Morrisville gets new school board rep; Cary sticks with Fletcher

akenney@newsobserver.comOctober 11, 2013 

  • Results District 1

    Tom Benton→ 51.75%

    Don McIntyre→ 47.79%

    District 2

    Monika Johnson-Hostler→ 53.73%

    Matt Scruggs→ 45.86%

    District 7

    Zora Felton→ 57.61%

    Deborah Prickett→ 42.03%

    District 9

    Bill Fletcher→ 50.75%

    Nancy Caggia→ 48.74%

    (200 of 200 precincts reporting)

— Zora Felton says she didn’t know much about Morrisville before she decided to run for the school board seat that represents the town and northwest Raleigh.

Now she’s learning more about the diverse community that has only two elementary schools and no middle school or high school.

“It’s blooming everywhere,” she said of Morrisville’s growth, adding that “there’s a need for schools in the area.”

Felton, a Democrat, unseated incumbent Deborah Prickett in District 7 during Tuesday’s Wake County school board election. Prickett, elected in 2009, was the only member of that year’s new GOP majority to seek a second term.

Felton, who outpaced Prickett in fundraising two weeks ahead of the race, held a lead of about 16 percentage points by the end of the night.

Morrisville leaders have said they want to begin talks with the school board and county leaders about building more schools in Morrisville.

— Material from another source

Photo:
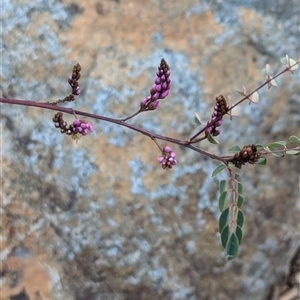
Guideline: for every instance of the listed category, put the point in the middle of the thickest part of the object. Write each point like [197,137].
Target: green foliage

Felton said she’s all for the idea.

“I will be happy to go to those meetings,” she said. “I will be happy to represent the school board.”

Morrisville “needs to be vocal” about its school needs, added Felton, a retired educator.

While Morrisville will have a new school board representative, Bill Fletcher will continue to represent Cary on the board.

Fletcher narrowly defeated challenger Nancy Caggia by 2 percentage points. Both are registered as Republicans, but each garnered cross-party support in the race to represent western Wake County.

The current Democratic majority gave Fletcher his seat in March, while Caggia won written support from Harold Weinbrecht, the Democratic mayor of Cary. She also had the endorsement of the Wake County Republican Party.

Fletcher’s victory was a final sting for some local Republicans: Even in a race between two Republicans, the GOP’s favored candidate lost.

The campaign, Fletcher said, had reinforced his belief that voters are tired of political fights on the board.

“The need to rebuild community around our schools is apparent,” Fletcher said. “Even folks I’ve talked to today at the polls … my take on what they shared with me is they don’t think they’re being listened to.”

Tuesday’s election results mean Democrats achieved a near-complete hold on the Wake County Board of Education.

With all precincts reporting unofficial results, Democrats won three races. Based on these counts, the officially nonpartisan nine-member board would include seven Democrats, an unaffiliated member who once was a Democrat, and Fletcher.

The results would end the tenure of the wave of Republicans who swept into office four years ago, bringing national attention to Wake County with attempts to end the county’s policy of student assignment based on diversity.

Monika Johnson-Hostler, a registered Democrat, led Republican Matt Scruggs by about 8 percentage points in District 2. The winner will replace John Tedesco, another Republican elected in 2009, to represent southeastern Wake County.

“I feel like the board is finally in a good rhythm,” Johnson-Hostler said.

The results also showed apparent voter approval for the school board’s recent appointees.

Board members in February chose Tom Benton, a Democrat, to replace former member Chris Malone, who was elected last year to the state House. The precinct reports gave Benton a lead of about 4 percentage points over Republican challenger Don McIntyre for the District 1 seat representing eastern Wake.

Benton, a retired Wake County educator and a Democrat, won some financial support from principals and administrators in Wake County. McIntyre garnered Republican support and criticized the current school board during his campaign.

Benton said that the election results would further calm partisan tensions.

“This is people talking about what’s best for our schools,” he said.

Staff writer Sarah Nagem contributed to this report.